In the paper, Prof Vice considers the role of white South Africans in contemporary South African society, and ultimately calls for a ‘qualified form of silence’ on political matters and in the public sphere as the appropriate response.
During her address last week Prof Vice explained how she thought of the paper as opening a space for further discussion, that it was exploratory, personal and tentative.
The eruption of public outrage following calls for white people to cultivate humility and silence given their morally compromised position in the continuing racial and economic injustices of South Africa presented an agonisingly personal and distressing experience for Prof Vice, who is one of few South African-based philosophers to receive as much international academic, media and public attention for such a paper.
In her presentation last week, Prof Vice described the unsettling experience of having her work so widely and publicly critiqued, saying it was an “intensely uncomfortable and shaming experience for me”.
She added that the experience, while painful, had prompted deeply personal processes of recognition. “It was only through writing the paper that the sheer moral weirdness of apartheid and its legacy, and of whites still being a beneficiary of that injustice, sank in in a personal and not only intellectual way,” Prof Vice said.
She explained that through the process she also realised “how far away we are in South Africa from discussing race and repression in significant ways”. She had hoped the rampant debates about the paper might encourage a space for white South Africans to meaningfully engage with their realities and to face the extent of the damage caused by apartheid.
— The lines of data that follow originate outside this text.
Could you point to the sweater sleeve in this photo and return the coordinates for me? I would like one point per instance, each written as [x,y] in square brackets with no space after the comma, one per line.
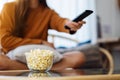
[57,22]
[8,41]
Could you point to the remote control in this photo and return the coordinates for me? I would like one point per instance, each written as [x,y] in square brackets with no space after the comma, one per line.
[80,18]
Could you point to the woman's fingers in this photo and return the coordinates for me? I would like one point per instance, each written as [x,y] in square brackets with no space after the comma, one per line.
[74,26]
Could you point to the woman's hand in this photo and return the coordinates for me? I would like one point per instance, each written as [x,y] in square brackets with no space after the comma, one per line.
[48,44]
[74,26]
[4,62]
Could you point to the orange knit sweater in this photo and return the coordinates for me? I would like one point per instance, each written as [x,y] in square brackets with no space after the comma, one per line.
[38,22]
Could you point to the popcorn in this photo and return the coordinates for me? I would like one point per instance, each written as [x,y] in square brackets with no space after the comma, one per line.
[35,74]
[39,60]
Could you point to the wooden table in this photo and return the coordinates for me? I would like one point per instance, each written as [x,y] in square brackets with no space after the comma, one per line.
[70,75]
Prof Vice explained that in conceptualising silence she means silence as conscientious care, and not as a failure to listen and engage. She promotes meaningful engagement with other voices (that were not white), as a way of acknowledging responsibility and the autonomy of the oppressed.
While the increasingly depressing state of South African politics seems to call for action not as whites but as moral agents, Prof Vice believes a continual consideration of race will be helpful in such a complex and dynamic country. She thanked her colleagues for encouraging her to write the paper, “dragging it into the public space when I would’ve preferred to keep it in the private”.
Other panellists included Professor Clevis Hadley of Florida Atlantic University, Professor Michael Monahan of Marquette and Mr Mohammad Shabangu, Rhodes University. The panel was chaired by Professor Pedro Tabensky, Philosophy Professor and Director of the Allan Gray Centre for Leadership Ethics.